Os pesquisadores apelidaram essa nova forma de locomoção de “locomoção d0 laço”. O nome foi dado porque a cobra sobe nos postes lançando seu corpo em volta das estruturas cilíndricas e prendem firmemente um laço do tronco à sua cauda.

Essa nova forma de se movimentar permite que a cobra arbórea marrom suba em cilindros lisos muito maiores do que qualquer comportamento de escada que era conhecido anteriormente. Além de poder  ser a primeira forma inteiramente nova de movimento da cobra que foi identificada recentemente.

“Por quase 100 anos, toda a locomoção de cobras foi tradicionalmente categorizada em quatro modos : retilíneo, ondulação lateral, enrolamento lateral e sanfona”, explica uma equipe de pesquisa, liderada pela bióloga conservacionista, Julie Savidge, da Colorado State University.

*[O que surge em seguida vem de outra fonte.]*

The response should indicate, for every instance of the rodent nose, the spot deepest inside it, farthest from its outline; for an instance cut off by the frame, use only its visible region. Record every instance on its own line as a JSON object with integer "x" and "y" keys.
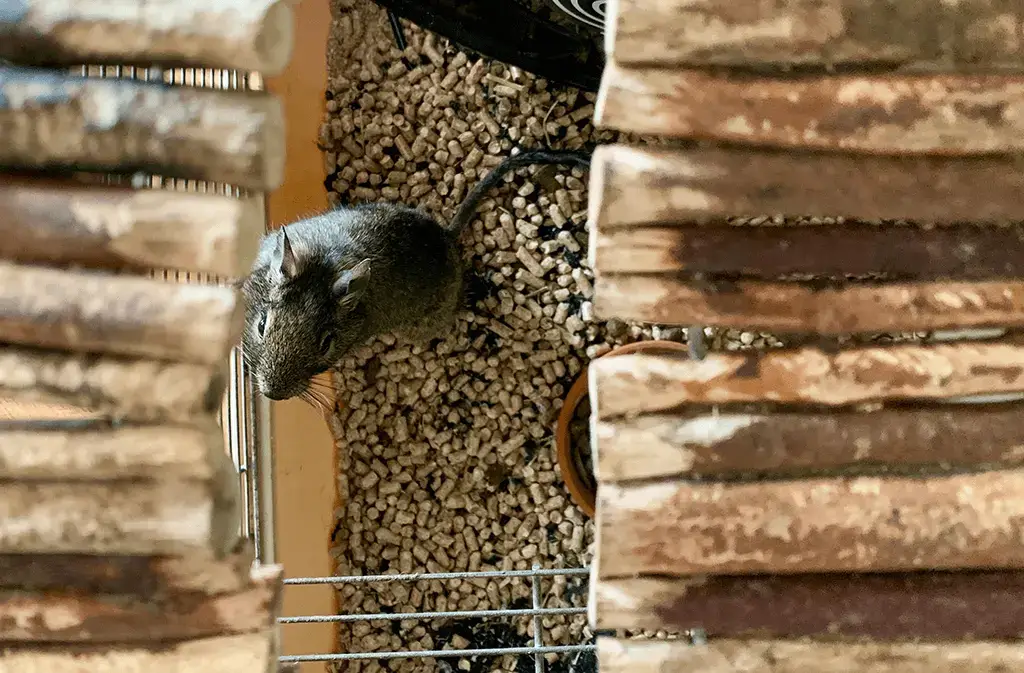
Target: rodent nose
{"x": 267, "y": 391}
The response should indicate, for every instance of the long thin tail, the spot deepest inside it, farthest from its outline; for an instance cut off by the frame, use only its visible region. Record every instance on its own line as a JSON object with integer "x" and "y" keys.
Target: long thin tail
{"x": 467, "y": 209}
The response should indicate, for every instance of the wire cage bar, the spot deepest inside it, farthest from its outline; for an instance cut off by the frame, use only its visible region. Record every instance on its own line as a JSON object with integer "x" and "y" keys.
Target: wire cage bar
{"x": 536, "y": 613}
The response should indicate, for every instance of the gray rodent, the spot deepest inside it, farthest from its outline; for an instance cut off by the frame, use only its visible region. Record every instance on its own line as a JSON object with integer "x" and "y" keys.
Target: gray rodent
{"x": 323, "y": 285}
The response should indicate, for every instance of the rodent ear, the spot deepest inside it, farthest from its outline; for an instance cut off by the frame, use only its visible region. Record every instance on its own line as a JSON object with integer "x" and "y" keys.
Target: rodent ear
{"x": 287, "y": 264}
{"x": 351, "y": 283}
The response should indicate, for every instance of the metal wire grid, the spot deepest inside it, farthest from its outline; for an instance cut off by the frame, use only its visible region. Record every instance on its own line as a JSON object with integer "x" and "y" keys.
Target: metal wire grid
{"x": 246, "y": 423}
{"x": 244, "y": 414}
{"x": 536, "y": 613}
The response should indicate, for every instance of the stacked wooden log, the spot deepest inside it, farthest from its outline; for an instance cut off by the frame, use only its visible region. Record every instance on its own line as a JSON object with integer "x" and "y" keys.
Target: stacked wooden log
{"x": 813, "y": 508}
{"x": 119, "y": 520}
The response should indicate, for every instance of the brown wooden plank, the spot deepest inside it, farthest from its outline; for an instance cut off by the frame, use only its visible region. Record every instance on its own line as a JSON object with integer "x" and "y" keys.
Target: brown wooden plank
{"x": 962, "y": 605}
{"x": 64, "y": 222}
{"x": 886, "y": 114}
{"x": 53, "y": 121}
{"x": 638, "y": 383}
{"x": 70, "y": 618}
{"x": 243, "y": 35}
{"x": 87, "y": 311}
{"x": 122, "y": 516}
{"x": 723, "y": 656}
{"x": 963, "y": 252}
{"x": 782, "y": 307}
{"x": 631, "y": 185}
{"x": 144, "y": 390}
{"x": 187, "y": 577}
{"x": 150, "y": 452}
{"x": 970, "y": 36}
{"x": 726, "y": 444}
{"x": 249, "y": 653}
{"x": 677, "y": 528}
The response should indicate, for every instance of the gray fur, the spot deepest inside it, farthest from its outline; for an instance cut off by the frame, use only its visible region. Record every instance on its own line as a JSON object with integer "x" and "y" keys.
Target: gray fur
{"x": 355, "y": 272}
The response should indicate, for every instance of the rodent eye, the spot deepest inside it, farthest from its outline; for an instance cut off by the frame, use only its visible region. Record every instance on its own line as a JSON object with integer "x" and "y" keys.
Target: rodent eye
{"x": 326, "y": 342}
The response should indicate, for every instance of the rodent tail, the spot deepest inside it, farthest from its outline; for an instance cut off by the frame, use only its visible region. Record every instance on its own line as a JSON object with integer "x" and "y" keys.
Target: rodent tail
{"x": 467, "y": 209}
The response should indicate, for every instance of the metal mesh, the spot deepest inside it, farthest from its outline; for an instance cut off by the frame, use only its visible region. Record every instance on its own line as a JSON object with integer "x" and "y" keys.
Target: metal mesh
{"x": 536, "y": 613}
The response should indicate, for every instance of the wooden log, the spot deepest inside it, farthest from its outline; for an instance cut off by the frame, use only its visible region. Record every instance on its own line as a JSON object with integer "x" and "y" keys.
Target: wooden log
{"x": 65, "y": 223}
{"x": 228, "y": 34}
{"x": 803, "y": 656}
{"x": 89, "y": 311}
{"x": 973, "y": 36}
{"x": 54, "y": 121}
{"x": 714, "y": 444}
{"x": 957, "y": 252}
{"x": 189, "y": 576}
{"x": 74, "y": 618}
{"x": 148, "y": 452}
{"x": 630, "y": 186}
{"x": 638, "y": 383}
{"x": 972, "y": 605}
{"x": 121, "y": 516}
{"x": 886, "y": 114}
{"x": 805, "y": 307}
{"x": 248, "y": 653}
{"x": 143, "y": 390}
{"x": 854, "y": 524}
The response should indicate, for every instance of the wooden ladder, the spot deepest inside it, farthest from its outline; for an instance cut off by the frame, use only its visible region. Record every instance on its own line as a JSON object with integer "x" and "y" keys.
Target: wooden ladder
{"x": 119, "y": 505}
{"x": 838, "y": 504}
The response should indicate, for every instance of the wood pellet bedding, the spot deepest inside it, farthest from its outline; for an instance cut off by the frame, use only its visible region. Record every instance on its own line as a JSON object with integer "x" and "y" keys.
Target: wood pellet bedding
{"x": 446, "y": 450}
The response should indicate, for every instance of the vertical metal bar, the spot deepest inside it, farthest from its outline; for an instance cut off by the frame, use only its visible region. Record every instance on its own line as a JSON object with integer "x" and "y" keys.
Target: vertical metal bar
{"x": 535, "y": 582}
{"x": 264, "y": 453}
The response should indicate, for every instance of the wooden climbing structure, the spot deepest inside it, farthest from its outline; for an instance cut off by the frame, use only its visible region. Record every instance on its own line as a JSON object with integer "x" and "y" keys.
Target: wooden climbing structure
{"x": 824, "y": 168}
{"x": 119, "y": 505}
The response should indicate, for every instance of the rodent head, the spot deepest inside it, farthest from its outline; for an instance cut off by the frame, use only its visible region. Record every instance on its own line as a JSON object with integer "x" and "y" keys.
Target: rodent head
{"x": 302, "y": 314}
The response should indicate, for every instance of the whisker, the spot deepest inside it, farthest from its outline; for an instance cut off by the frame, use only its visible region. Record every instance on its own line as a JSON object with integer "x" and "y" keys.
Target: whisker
{"x": 328, "y": 404}
{"x": 315, "y": 400}
{"x": 312, "y": 402}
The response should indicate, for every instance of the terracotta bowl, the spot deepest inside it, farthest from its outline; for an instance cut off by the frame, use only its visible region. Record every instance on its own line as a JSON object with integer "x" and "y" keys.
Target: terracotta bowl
{"x": 583, "y": 486}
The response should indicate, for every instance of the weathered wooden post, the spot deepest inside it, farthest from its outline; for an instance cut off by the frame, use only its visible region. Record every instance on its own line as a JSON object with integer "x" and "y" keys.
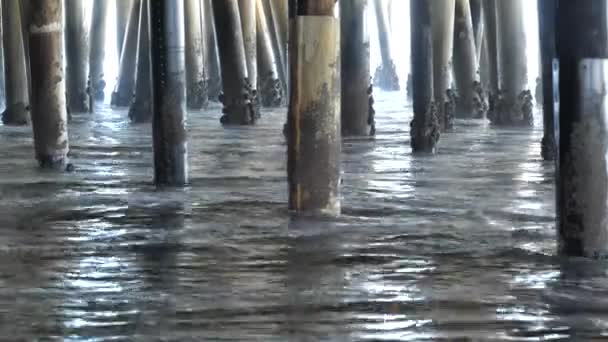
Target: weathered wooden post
{"x": 141, "y": 108}
{"x": 471, "y": 100}
{"x": 125, "y": 85}
{"x": 17, "y": 91}
{"x": 442, "y": 20}
{"x": 356, "y": 101}
{"x": 270, "y": 89}
{"x": 491, "y": 53}
{"x": 249, "y": 27}
{"x": 546, "y": 20}
{"x": 167, "y": 45}
{"x": 386, "y": 75}
{"x": 238, "y": 98}
{"x": 314, "y": 137}
{"x": 582, "y": 174}
{"x": 97, "y": 52}
{"x": 195, "y": 67}
{"x": 212, "y": 59}
{"x": 425, "y": 130}
{"x": 49, "y": 111}
{"x": 514, "y": 104}
{"x": 123, "y": 10}
{"x": 77, "y": 50}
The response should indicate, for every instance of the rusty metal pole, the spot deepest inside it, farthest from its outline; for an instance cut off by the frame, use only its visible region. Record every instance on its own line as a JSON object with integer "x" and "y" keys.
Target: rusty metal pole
{"x": 97, "y": 52}
{"x": 49, "y": 110}
{"x": 546, "y": 20}
{"x": 77, "y": 50}
{"x": 356, "y": 99}
{"x": 238, "y": 98}
{"x": 424, "y": 129}
{"x": 270, "y": 88}
{"x": 314, "y": 138}
{"x": 125, "y": 85}
{"x": 15, "y": 69}
{"x": 582, "y": 173}
{"x": 386, "y": 75}
{"x": 141, "y": 108}
{"x": 195, "y": 67}
{"x": 167, "y": 45}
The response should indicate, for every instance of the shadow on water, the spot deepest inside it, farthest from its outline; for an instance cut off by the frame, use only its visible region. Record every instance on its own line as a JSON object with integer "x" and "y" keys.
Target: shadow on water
{"x": 457, "y": 245}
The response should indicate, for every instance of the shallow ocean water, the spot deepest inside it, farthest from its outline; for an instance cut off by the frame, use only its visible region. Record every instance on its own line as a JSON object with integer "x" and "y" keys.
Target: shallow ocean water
{"x": 457, "y": 245}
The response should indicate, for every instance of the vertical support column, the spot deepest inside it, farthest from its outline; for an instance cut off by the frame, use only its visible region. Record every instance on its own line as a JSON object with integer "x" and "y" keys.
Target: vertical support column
{"x": 17, "y": 91}
{"x": 248, "y": 24}
{"x": 442, "y": 20}
{"x": 237, "y": 98}
{"x": 212, "y": 59}
{"x": 582, "y": 176}
{"x": 471, "y": 100}
{"x": 167, "y": 45}
{"x": 125, "y": 85}
{"x": 386, "y": 75}
{"x": 76, "y": 40}
{"x": 491, "y": 53}
{"x": 270, "y": 88}
{"x": 356, "y": 98}
{"x": 123, "y": 10}
{"x": 314, "y": 139}
{"x": 98, "y": 49}
{"x": 49, "y": 111}
{"x": 141, "y": 108}
{"x": 195, "y": 75}
{"x": 425, "y": 130}
{"x": 546, "y": 20}
{"x": 514, "y": 105}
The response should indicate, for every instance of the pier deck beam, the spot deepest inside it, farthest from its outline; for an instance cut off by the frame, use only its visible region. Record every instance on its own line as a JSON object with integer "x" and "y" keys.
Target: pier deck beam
{"x": 167, "y": 49}
{"x": 314, "y": 137}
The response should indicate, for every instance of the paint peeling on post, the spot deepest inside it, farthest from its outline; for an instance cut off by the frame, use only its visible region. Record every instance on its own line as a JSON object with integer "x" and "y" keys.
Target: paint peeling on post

Alguns membros da comunidade científica também reconhecem o deslizamento como um outro tipo de movimento da cobra. Esse movimento acontece em superfícies planas. No entanto, outros sugerem que as categorizações que já existem sejam mais diversas do que as previamente reconhecidas.

De qualquer jeito, a locomoção do laço é bem diferente de todas as outras formas reconhecidas de movimento das cobras. E essa descoberta foi feita de maneira casual durante um projeto de conservação em Guam.

Observações

Revisando as filmagens de estruturas defletoras de metal, que foram feitas para proteger os pássaros e evitar que as cobras os alcançassem, a equipe viu uma coisa única.

“Tínhamos assistido cerca de quatro horas de vídeo e, de repente, vimos essa cobra formar o que parecia um laço em volta do cilindro e balançar seu corpo para cima. Assistimos a essa parte do vídeo cerca de 15 vezes. Foi um choque. Nada que eu já tenha visto se compara a isso”, explicou o pesquisador de medicina selvagem, Thomas Seibert.

Nesse movimento observado, as cobras estavam escalando os cilindros usando a postura corporal diferente em forma de laço. Tendo sua cabeça e o pescoço voltados acima da alça corporal posterior que circunda e agarra o cilindro.

Por mais que essa técnica dê a cobra arbórea marrom a possibilidade de subir em cilindros com o dobro do diâmetro ela não tem uma arrancada fácil.

“Velocidades lentas, escorregões, pausas frequentes e respiração pesada durante as pausas sugerem que a locomoção do laço é exigente. Mesmo que eles possam escalar usando esse modo, eles estão levando-os ao limite. As cobras param por longos períodos para descansar”, disse o biólogo Bruce Jayne, da Universidade de Cincinnati.

Agora que esse novo tipo de locomoção é sabido, os pesquisadores querem tornar o esforço ainda mais desafiador para as cobras. Eles querem colocar novos tipos de barrerias e obstruções que serão projetadas  especificamente para conter essa forma inesperada de movimento vertical.